W środę na ulicy Marszałkowskiej doszło do potrącenia 88-letniej kobiety. Kierowca uciekł z miejsca wypadku a kobieta wieczorem w skutek obrażeń zmarła w szpitalu.
- Do zdarzenia doszło około godziny 16. Pierwsze ustalenia wskazywały na to, że samochód osobowy Kia Venga jechał ulicą Marszałkowską z ulicy Jesionowej w kierunku Wojewódzkiej. Na wysokości szkoły muzycznej przez jezdnię przechodziła 88-letnia kobieta jednak poza przejściem dla pieszych. Została potrącona przez ten samochód. - informuje Karol Macek, oficer prasowy Komendy Miejskiej Policji w Kielcach.
- Kierowca po potrąceniu kobiety zostawił samochód na poboczu i uciekł. Kobieta trafiła do szpitala przytomna. Policjanci nawet z nią porozmawiali. Po godzinie 22 dostaliśmy informację, że kobieta tego wypadku nie przeżyła. - dodaje oficer prasowy Komendy Miejskiej Policji w Kielcach.

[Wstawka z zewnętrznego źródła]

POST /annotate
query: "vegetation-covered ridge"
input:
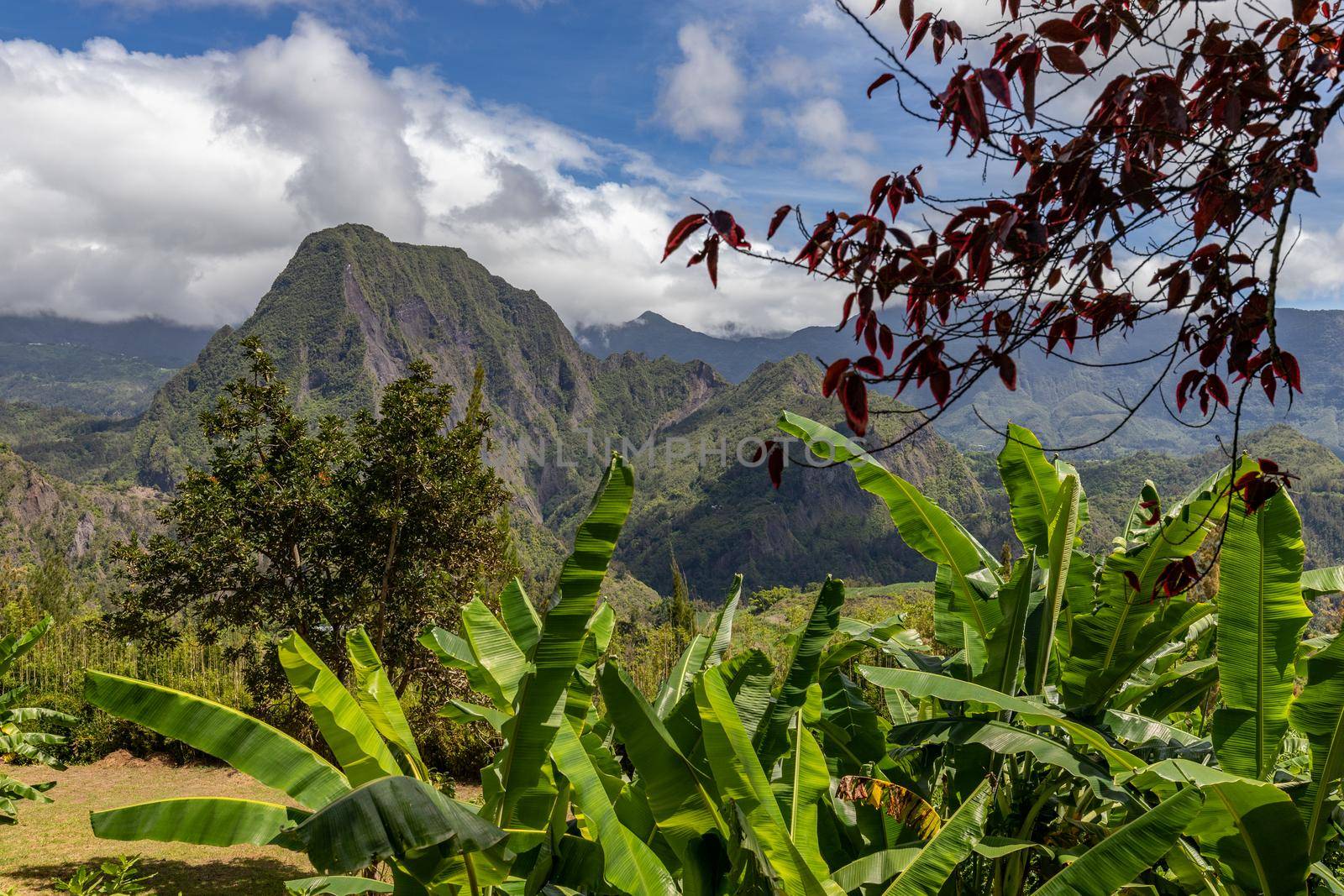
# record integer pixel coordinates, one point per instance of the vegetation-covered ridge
(1097, 721)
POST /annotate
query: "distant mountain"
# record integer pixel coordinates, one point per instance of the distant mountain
(353, 309)
(1066, 403)
(111, 369)
(42, 513)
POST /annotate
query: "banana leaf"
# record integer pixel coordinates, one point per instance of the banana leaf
(1128, 851)
(495, 651)
(1105, 644)
(521, 616)
(1247, 826)
(564, 633)
(1041, 636)
(1261, 616)
(206, 821)
(1317, 584)
(250, 746)
(1319, 714)
(924, 526)
(952, 846)
(806, 783)
(722, 634)
(349, 734)
(336, 886)
(1005, 645)
(1032, 485)
(678, 799)
(390, 819)
(741, 779)
(376, 698)
(803, 671)
(629, 864)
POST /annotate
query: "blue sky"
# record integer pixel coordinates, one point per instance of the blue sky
(165, 156)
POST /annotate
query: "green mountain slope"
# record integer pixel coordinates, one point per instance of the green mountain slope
(1065, 403)
(353, 309)
(722, 516)
(42, 513)
(112, 369)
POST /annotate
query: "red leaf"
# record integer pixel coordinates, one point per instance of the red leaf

- Prowadziliśmy czynności na miejscu w celu ustalenia sprawcy. O 22.40 59-letni mieszkaniec Kielc sam zgłosił się do komisariatu Na Stoku i oświadczył, że to on jechał tym samochodem. Mężczyzna był trzeźwy, dodatkowo pobrano mu krew do badań aby sprawdzić czy nie był pod wpływem innych środków. Mężczyzna został zatrzymany. Nie umiał wytłumaczyć dlaczego się oddalił z miejsca wypadku. - informuje Karol Macek.